Case Report
Case Report
Paraovarian tumor of borderline malignancy: A case report
expand article infoDimitrios Bairaktaris, Stefania Tsoplaktsoglou§, Efthymia Souka, Konstantinos Kalmantis|, Christos Iavazzo
‡ Metaxa Memorial Cancer Hospital, Piraeus, Greece
§ Service de Gynécologie / Obstétrique, CHI André Grégoire, Paris, France
| Maternity Hospital, Athens, Greece
Open Access


Paraovarian tumors of borderline malignancy (PTBM) are exceedingly rare, with only slightly over 60 cases reported worldwide. This report presents the case of a 22-year-old nulliparous patient who incidentally discovered a left paraovarian mass during a routine abdominal ultrasound. Subsequent MRI revealed a 2.5×2.1 cm cystic lesion located in close proximity to, but outside of, the left ovary, with no other pathological findings. A laparoscopic cystectomy was performed with meticulous care to prevent tumor spillage, and the patient experienced an uneventful recovery. Histopathological examination unveiled irregularly shaped tissue measuring 2.2×1.2×1 cm, characterized by fibrous tissue/wall with spindle cell stroma and an epithelium displaying features consistent with a serous borderline tumor.

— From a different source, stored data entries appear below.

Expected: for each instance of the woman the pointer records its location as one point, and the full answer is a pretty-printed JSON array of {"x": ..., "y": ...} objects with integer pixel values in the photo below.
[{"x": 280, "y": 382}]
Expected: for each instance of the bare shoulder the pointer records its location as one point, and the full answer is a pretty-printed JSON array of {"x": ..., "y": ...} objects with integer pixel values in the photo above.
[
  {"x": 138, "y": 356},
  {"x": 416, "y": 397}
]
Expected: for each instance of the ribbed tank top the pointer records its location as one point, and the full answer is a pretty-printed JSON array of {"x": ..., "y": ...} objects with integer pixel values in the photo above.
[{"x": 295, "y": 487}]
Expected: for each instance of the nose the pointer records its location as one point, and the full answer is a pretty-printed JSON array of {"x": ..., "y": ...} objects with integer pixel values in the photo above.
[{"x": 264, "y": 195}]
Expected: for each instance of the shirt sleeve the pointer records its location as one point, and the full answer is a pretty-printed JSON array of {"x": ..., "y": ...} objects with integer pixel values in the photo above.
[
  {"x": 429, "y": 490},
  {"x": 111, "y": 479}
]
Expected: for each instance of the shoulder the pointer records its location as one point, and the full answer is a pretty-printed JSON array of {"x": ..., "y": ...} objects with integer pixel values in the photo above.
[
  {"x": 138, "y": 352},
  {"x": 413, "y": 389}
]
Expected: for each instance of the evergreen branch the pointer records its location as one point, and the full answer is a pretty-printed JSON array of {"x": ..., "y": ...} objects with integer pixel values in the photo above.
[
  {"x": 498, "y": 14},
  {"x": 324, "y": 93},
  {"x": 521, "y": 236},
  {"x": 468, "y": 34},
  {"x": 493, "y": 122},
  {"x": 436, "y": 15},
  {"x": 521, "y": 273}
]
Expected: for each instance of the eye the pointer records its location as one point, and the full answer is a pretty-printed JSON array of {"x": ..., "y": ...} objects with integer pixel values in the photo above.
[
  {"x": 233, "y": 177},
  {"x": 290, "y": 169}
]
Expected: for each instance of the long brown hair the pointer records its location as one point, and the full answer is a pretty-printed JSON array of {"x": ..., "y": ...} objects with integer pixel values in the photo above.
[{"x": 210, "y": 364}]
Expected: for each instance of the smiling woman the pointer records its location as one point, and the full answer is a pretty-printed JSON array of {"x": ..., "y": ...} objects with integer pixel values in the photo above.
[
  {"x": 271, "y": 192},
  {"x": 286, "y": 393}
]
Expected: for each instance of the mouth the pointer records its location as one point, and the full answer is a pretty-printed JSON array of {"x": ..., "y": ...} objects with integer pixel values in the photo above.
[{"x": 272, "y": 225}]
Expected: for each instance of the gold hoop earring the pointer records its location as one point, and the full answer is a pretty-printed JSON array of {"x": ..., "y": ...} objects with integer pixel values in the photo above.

Our multidisciplinary team recommended diligent follow-up. This case contributes to the existing literature on PTBM and highlights the imperative for additional cases to enhance our comprehension of the optimal management of these exceedingly rare tumors.


adnexal mass, fertility-sparing, low malignant potential, paratubal, paraovarian


Paraovarian cysts (POCs), located between the fallopian tube and the ovary, comprise around 10% of adnexal masses.[1] While their precise occurrence remains uncertain, they are estimated at roughly 3% in the general population, peaking in the third and fourth decades of life.[1] Predominantly benign, these cysts are often asymptomatic and discovered incidentally during clinical examinations.[1] Treatment usually involves laparoscopic cystectomy, guided by factors like cyst size and patient age.[1, 2] However, rare cases of malignant or borderline tumors exist, posing diagnostic challenges due to similarities in symptoms and imaging features with benign cysts. Given the lack of specific treatment guidelines, reporting such cases becomes crucial. This report presents a case of a 22-year-old woman with a pelvic mass near the left ovary.

Case report

A 22-year-old nulliparous female presented as an outpatient at our institution with a pelvic mass located in close proximity to the left ovary. The patient did not report any symptoms, had no significant medical history and had a negative family history for malignancy.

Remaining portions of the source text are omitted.